"Even the previous UPA (United Progressive Alliance) government had made funds available, even secured a loan of Rs.4,600 crore from the World Bank for Ganga cleaning. But all this money has not cleaned the Ganga because the approach is flawed."
New Delhi, July 10 - Environmentalist Sunita Narain Thursday raised questions on allocations on clean energy and Ganga conservation that were announced by Finance Minister Arun Jaitley in his maiden budget Thursday.
On enhanced clean energy cess on coal, which has been increased from Rs.50 to Rs.100 per tonne, Narain - also the director general of the Centre for Science and Environment - said Jaitley did not spell out what will be done with this money.
Currently, roughly Rs.3,000-3,500 crore is collected in the National Clean Energy Fund, but not much is spent. The Fund is important as it signals the need to make dirty coal more expensive to use.

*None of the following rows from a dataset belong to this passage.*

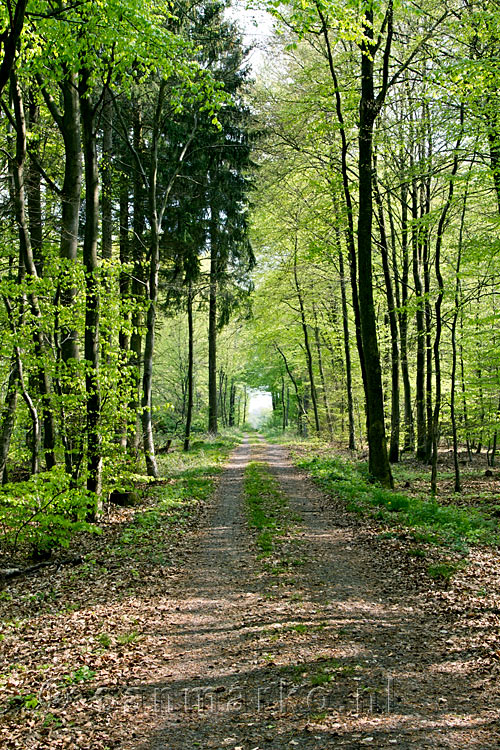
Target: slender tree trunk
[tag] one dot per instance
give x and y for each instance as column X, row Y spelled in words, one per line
column 419, row 319
column 306, row 342
column 212, row 331
column 91, row 233
column 33, row 187
column 66, row 334
column 326, row 403
column 245, row 406
column 232, row 397
column 154, row 264
column 393, row 323
column 124, row 334
column 350, row 232
column 26, row 254
column 347, row 346
column 379, row 465
column 283, row 404
column 138, row 289
column 8, row 418
column 409, row 440
column 189, row 410
column 439, row 302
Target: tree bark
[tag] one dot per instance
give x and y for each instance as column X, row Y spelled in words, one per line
column 90, row 262
column 379, row 466
column 26, row 254
column 189, row 409
column 306, row 343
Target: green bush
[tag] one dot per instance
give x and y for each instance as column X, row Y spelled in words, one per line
column 43, row 512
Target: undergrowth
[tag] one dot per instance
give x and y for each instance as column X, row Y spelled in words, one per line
column 267, row 506
column 431, row 522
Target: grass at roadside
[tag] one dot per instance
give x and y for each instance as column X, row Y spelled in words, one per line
column 429, row 520
column 94, row 624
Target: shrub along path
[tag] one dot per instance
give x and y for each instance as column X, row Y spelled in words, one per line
column 290, row 623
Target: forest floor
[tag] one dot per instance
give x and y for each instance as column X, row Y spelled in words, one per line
column 278, row 619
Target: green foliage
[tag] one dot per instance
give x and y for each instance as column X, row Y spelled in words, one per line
column 446, row 524
column 267, row 506
column 443, row 571
column 43, row 512
column 82, row 674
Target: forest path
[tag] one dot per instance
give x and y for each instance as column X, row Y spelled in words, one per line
column 337, row 651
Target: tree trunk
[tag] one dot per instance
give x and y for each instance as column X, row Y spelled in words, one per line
column 306, row 343
column 326, row 403
column 439, row 302
column 419, row 319
column 8, row 418
column 379, row 466
column 212, row 331
column 393, row 323
column 409, row 439
column 91, row 233
column 138, row 287
column 347, row 344
column 124, row 283
column 189, row 410
column 26, row 254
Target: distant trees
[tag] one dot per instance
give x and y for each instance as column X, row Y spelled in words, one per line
column 112, row 161
column 368, row 85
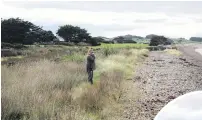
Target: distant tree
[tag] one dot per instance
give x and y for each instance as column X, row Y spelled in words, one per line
column 73, row 33
column 16, row 30
column 151, row 36
column 159, row 40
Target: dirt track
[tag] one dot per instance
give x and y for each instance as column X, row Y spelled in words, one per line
column 161, row 78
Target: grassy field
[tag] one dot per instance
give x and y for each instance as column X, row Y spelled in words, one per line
column 50, row 82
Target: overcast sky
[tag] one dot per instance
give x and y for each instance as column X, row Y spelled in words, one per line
column 172, row 19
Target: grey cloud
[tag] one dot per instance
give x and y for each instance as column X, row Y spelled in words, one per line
column 112, row 27
column 149, row 21
column 119, row 6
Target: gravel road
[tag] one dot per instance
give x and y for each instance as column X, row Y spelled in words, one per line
column 161, row 78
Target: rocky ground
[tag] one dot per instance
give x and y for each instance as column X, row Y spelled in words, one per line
column 160, row 79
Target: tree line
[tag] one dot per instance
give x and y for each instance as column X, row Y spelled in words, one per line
column 19, row 31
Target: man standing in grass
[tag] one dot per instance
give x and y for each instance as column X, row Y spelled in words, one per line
column 90, row 65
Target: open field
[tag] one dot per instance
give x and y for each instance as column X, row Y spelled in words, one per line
column 50, row 82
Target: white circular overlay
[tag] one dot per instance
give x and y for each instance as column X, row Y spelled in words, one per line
column 185, row 107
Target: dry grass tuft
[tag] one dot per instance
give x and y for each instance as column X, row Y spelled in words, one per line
column 44, row 89
column 173, row 52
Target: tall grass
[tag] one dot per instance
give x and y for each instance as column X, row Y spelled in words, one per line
column 59, row 90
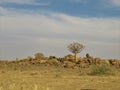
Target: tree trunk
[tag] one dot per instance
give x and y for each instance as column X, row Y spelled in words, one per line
column 76, row 57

But the money is frittered away in many small projects, Narain said in a statement.
She expressed her reservations on duty exemptions and other mentions of solar and renewable energy in the budget.

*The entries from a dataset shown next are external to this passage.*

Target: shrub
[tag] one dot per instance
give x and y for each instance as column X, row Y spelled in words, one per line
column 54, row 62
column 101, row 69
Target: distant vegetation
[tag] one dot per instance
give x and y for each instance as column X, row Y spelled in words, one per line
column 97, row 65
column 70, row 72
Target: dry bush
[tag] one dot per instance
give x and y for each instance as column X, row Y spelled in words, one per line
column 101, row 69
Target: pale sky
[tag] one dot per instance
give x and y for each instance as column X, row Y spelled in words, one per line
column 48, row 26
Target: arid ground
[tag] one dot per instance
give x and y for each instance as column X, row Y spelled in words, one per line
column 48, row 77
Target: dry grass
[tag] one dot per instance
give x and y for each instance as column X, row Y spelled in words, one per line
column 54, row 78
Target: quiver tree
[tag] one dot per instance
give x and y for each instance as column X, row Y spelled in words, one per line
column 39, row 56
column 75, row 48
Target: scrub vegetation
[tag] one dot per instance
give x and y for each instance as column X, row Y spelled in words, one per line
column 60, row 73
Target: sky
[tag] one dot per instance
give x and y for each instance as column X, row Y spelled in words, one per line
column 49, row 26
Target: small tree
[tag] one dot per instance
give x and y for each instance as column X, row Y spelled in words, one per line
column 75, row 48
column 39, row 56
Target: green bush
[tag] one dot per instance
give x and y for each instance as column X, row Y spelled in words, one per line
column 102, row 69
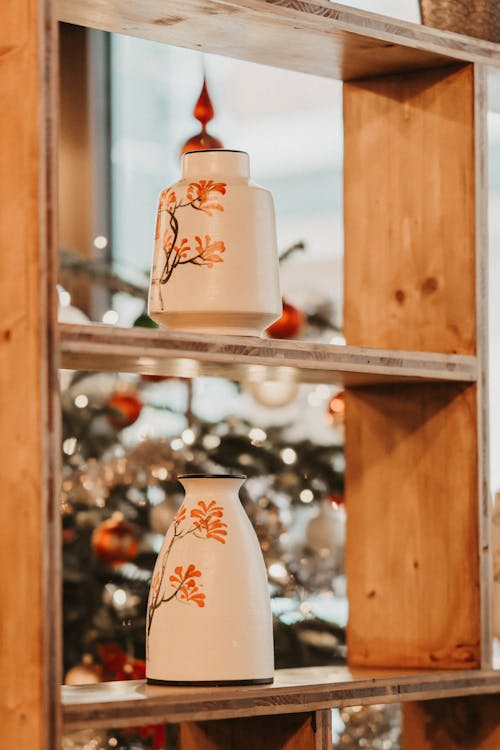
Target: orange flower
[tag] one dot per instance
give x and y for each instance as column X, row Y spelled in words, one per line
column 180, row 516
column 192, row 593
column 207, row 521
column 187, row 588
column 155, row 586
column 205, row 194
column 167, row 197
column 182, row 249
column 208, row 254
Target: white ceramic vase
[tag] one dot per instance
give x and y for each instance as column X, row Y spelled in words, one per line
column 215, row 264
column 209, row 616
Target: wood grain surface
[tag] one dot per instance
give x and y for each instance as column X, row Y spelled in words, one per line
column 29, row 550
column 311, row 36
column 409, row 212
column 122, row 704
column 471, row 723
column 285, row 732
column 162, row 352
column 412, row 557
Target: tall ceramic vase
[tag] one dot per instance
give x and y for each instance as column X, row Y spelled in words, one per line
column 215, row 263
column 209, row 618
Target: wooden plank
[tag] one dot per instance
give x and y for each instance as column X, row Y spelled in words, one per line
column 29, row 552
column 485, row 509
column 412, row 532
column 121, row 704
column 312, row 36
column 454, row 724
column 416, row 480
column 287, row 732
column 412, row 535
column 409, row 171
column 323, row 725
column 161, row 352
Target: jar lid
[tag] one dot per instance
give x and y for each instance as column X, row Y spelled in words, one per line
column 215, row 162
column 211, row 476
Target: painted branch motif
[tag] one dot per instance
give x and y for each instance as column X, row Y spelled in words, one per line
column 176, row 251
column 184, row 584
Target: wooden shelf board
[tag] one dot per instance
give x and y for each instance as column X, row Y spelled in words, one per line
column 315, row 37
column 118, row 704
column 153, row 352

What the budget does not appreciate is the fact that the biggest future of solar energy in the country will be in decentralised and off-grid solutions - smaller power plants that provide clean energy to millions across India's grid and remote villages that have electricity lines but no power.
Instead, budget 2014 falls back on the 'big' solar plants - announcing Rs.500 crore for ultra mega solar power plants, Narain said.
On the cleaning Ganga fund enhanced to Rs.2,037 crore, Narain said Jaitley said nothing about the re-direction needed to clean the river.
Even the previous UPA (United Progressive Alliance) government had made funds available, even secured a loan of Rs.4,600 crore from the World Bank for Ganga cleaning. But all this money has not cleaned the Ganga because the approach is flawed.
It focuses on building sewage treatment plants, which does not work in our poor and largely un-sewered cities, she said.